Implications of differences between public sector and private sector organisations on organisational leadership in the UK

By John Dudovskiy
February 25, 2014

differences between public sector and private sector

Differences in Aims and Objectives in their Implications on Leadership Practices

Differences in organisational aims and objectives have been found to be a significant difference between private and public sector organisations. This difference has implications on leadership practices in public and private sector organisations.

In other words, usually there are clear performance indicators to assess the performances of organisational leaders in private sector and these indicators include company share prices, market share, and the levels of revenues.

In cases of public sector organisations, on the other hand, performance indicators are vague, because organisational aim and objectives usually involve qualitative rather than quantitative elements.

From this perspective, while the level of effectiveness of organisational leaders can be determined within a year or even shorter period of time on the basis of several quarterly performance of the organisation, longer period of time may be necessary to establish the level of effectiveness of leaders in public sector.


Differences in Organisational Stakeholder Expectations and their Implications on Leadership Practices 

The variety and role of organisational stakeholders have been found as another point of a vast difference between private and public sector organisations. Establishing strategic relationships with stakeholders and meeting their expectations at a reasonable extent in private sector necessitates organisational leaders to adopt various roles simultaneously.

In order to be successful, private sector organisational leaders need to be perceived as socially responsible by general public, they need to be perceived as dynamic and cost saving by shareholders, and at the same time organisational leaders need to be perceived as caring and motivational by the workforce.

Arguably, meeting stakeholder expectations in public sector is less contradicted compared to meeting stakeholder expectations in private sector from leadership viewpoint. This is because in most cases no stakeholder group expects profit maximisation from public sector organisations, and thus there is less contradiction amongst organisational stakeholder.


Public Scrutiny of Organisations and Leadership Implications

The literature review has found that public sector organisations are generally subjected to scrutiny to a greater extent compared to private sector organisations and this difference also has implications on leadership practices. Performances and behaviour of public sector organisational leaders are closely monitored by media and other government and non-government organisations, and organisational leaders in public sector should take into account this fact on their day-to-day performances.
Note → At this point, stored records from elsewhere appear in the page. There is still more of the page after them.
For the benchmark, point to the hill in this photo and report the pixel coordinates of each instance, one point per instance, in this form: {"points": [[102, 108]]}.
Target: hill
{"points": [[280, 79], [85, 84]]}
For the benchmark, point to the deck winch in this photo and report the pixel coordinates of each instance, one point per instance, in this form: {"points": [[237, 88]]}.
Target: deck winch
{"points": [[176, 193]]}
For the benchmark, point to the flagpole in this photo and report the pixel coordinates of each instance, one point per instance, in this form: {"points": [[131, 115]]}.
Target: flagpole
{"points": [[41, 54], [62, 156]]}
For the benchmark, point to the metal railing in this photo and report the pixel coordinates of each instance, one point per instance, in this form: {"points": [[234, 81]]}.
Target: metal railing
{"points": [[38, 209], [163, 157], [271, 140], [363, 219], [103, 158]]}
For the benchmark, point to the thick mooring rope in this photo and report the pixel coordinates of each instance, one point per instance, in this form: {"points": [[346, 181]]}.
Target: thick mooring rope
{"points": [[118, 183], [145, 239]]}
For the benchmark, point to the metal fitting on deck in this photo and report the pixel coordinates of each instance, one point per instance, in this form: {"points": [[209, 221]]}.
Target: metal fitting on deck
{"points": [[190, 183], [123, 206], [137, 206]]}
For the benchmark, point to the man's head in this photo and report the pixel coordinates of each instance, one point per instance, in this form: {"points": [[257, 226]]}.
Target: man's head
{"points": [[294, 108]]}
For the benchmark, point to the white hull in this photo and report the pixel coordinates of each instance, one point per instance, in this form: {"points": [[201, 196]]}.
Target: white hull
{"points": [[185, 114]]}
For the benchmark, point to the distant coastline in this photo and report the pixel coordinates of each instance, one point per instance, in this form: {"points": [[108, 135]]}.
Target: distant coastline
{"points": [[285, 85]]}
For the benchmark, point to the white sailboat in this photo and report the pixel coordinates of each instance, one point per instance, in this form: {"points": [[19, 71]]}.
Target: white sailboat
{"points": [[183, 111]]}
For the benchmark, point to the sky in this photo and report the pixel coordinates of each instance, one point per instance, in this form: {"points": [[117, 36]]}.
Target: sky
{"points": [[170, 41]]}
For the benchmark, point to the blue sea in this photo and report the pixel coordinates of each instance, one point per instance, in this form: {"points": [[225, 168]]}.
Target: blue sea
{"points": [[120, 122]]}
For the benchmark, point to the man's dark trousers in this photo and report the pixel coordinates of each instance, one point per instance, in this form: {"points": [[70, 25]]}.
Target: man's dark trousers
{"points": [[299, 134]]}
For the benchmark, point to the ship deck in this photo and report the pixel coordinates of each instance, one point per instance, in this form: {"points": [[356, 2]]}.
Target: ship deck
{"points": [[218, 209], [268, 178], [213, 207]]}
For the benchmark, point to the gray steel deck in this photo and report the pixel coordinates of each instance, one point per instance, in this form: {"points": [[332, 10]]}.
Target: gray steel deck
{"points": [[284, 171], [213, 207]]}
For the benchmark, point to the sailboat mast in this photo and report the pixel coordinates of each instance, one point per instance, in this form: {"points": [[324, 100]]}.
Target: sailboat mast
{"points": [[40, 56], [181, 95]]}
It is important to note that the level of public scrutiny has been increasing for the private sector organisations as well, and this tendency reduces the impact of this specific point of difference between public and private sector organisations from leadership point of view.


Differences in External Factors Impacting Organisations and Leadership Implications

External factors impacting organisations have been found as another important point of difference between public and private sector organisations. Public sector organisations have been found to be greatly affected by political situation within the country in general, and policies of ruling government in particular.

Alternatively, private sector organisations are impacted by different external factors such as changes in competition, technological breakthroughs in the industry, moves of competitors, overall economic climate in the country and others.

Implications of these differences on external factors for leadership practices are significant. Arguably, a wider range of tools available to assess external factors to organisational practices are available for private sector compared to public sector. For example, Porter’s Five Forces, SWOT analysis and PEST analysis represent effective strategic analytical tools that private sector organisations can use in order to assess present and future implications of external environment in organisational performance.

These analytical tools represent highly valuable frameworks for organisational leaders in a way that they assist in leaders to engage in informed decision making with highly positive short-term and long-term implications.


Personality Differences between Public and Private Sector Employees and Leadership Implications

Personality differences between public and private sector managers also have direct and significant implications on leadership practices in many levels. According to the findings of the literature review, public sector managers generally express greater levels of concern and willingness for helping others, whereas private sector managers are found to be results-orientated, more outgoing and optimistic.

Among many other implications, this difference has direct implications on motivating employees in public sector and private sector organisations in a way that intangible motivational tools such as sense of contributing, making positive changes in society, and forwarding a public cause can be used to motivate public sector employees in an effective manner, whereas mainly tangible motivational tools such as money and other tangible benefits can prove to be the most effective when motivating employees in private sector.